According to President Biden’s proposal, $2.3 trillion would be spent on infrastructure over an 8-year period, creating millions of jobs. (While similar Democratic proposals in the past all have emphasized new jobs, Biden is particularly pro-labor.) While the administration is touting the proposed legislation as a $2.3 trillion infrastructure solution, this may be a stretch, considering the provisions of the bill. When most of us think of infrastructure, we think of roads, bridges, waterways, and railroads. We are particularly concerned about the deterioration in our highways and bridges many of which are in sore need of repair or replacement. The best private source of information on this subject, the American Society of Civil Engineers, has concluded we need a $3 trillion investment in infrastructure over the next ten years.


The president’s proposal does not come close to that. It provides $115 billion to modernize the highways and bridges that are in the worst shape – about 20,000 miles of highway, according to the White House. The modernization of “economically significant” bridges would be included in this category. According to the New York Times, only a total of $625 billion is included for roads, bridges, rail, transit, ports, and electric vehicle charging stations. This would include such things as $85 billion for public transit, $80 billion for Amtrak’s northeast corridor, $174 billion for 500,000 electric vehicle charging stations, electrifying 20% of school buses and the federal fleet, $25 billion to upgrade air travel and airports, and $17 billion for waterways and ports.


The remaining $1.7 trillion expenditure on “infrastructure” becomes a little vague. It is reminiscent of some of the pork barrel legislation of the past.
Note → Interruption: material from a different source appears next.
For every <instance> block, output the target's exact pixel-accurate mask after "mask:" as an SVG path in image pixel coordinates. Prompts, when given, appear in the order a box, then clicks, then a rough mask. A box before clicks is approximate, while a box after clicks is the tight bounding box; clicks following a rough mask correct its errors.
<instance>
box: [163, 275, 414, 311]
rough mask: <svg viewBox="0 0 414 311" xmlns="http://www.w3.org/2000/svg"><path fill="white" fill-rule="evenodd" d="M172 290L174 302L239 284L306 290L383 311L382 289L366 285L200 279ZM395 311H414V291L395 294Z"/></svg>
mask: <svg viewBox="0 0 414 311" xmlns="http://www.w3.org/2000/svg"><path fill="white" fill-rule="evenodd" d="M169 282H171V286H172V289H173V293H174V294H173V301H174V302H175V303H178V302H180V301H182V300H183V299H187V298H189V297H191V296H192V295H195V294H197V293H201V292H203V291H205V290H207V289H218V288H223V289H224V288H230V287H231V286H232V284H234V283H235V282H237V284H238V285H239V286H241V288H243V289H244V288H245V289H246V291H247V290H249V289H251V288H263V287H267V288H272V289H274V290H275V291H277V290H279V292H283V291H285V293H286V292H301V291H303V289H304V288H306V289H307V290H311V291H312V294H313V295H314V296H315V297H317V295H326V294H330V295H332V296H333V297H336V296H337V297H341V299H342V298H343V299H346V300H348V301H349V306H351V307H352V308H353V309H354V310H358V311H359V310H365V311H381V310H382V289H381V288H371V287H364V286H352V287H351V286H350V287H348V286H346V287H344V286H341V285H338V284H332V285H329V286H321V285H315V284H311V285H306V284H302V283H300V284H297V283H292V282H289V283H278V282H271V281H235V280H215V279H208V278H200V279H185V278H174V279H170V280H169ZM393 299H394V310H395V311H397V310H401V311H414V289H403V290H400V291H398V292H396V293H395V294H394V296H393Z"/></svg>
It includes such projects as a $100 billion broadband expansion, $100 billion to upgrade the power grid, $213 billion to provide more than 2 million affordable houses and apartments. $100 billion for long-term care service under Medicare, $180 billion for research, $100 billion for workforce development, and other seemingly unrelated allocations. While any one of these may be important, they probably will just clutter up, or even undermine, the president’s infrastructure plan.


Right on the heels of the expensive pandemic legislation, $2.3 trillion for anything will be a challenge. Once again, the administration refuses to consider increasing  the 30-year old fuel tax – the logical source of funds for highways and bridges, and is going to send the invoice to U.S. corporations. The suggested source of funds will be an increase in the corporate tax rate from 21% to 28%, a 21% global minimum tax, and other provisions that ensure U.S. corporations cannot avoid taxes through merger with or purchase of foreign corporations. (The corporate tax rate was reduced from 35% to 21% in 2017, to create more investments and jobs. The pandemic dashed those hopes, however.)
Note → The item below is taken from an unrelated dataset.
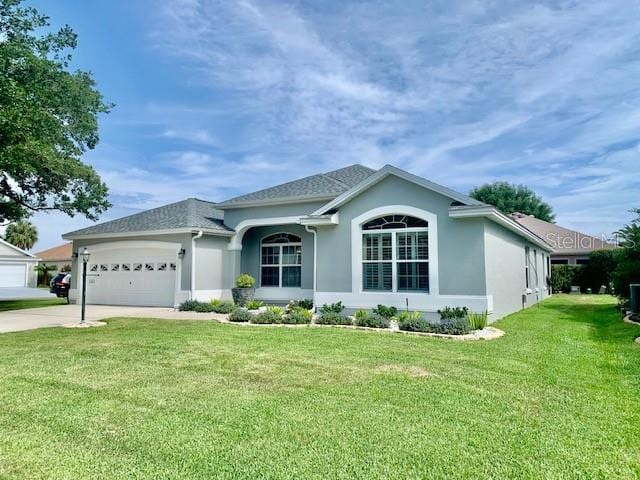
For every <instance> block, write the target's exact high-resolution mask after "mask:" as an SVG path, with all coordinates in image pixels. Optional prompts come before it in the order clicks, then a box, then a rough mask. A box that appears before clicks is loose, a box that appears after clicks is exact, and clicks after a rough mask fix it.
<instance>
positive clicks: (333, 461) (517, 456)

Not surprisingly, the program’s journey from proposal to law of the land will be a tough one. First of all, with the thin Democratic majority in Congress, the polarization we now have in this country will be a major stumbling block. In this case, maybe rightly so. This is a huge amount of money, especially following so closely the Covid-19 spending. The legislation is just too broad. We really need to do something about highways and bridges now, and let the other suggestions stand on their own.


While most businesses and business groups, including FedEx, the Business Roundtable, and the U.S. Chamber of Commerce, agree that infrastructure improvement is a high priority, they do not believe they should pay for it. The U.S. Chamber, for example has long been a proponent of increasing the fuel tax. Conversely, Jeff Bezos of Amazon said he supports an increase in the corporate tax rate. It is interesting to note that while the administration does not want more taxation, they seem quite willing to accept the increased prices consumers would see if corporate tax rates are increased.


It will be a long battle, but one major advantage to all of this is the fact that the infrastructure subject finally is on the table. Hopefully, after much discussion, negotiation, weeping, and gnashing of teeth, we will get at least some action.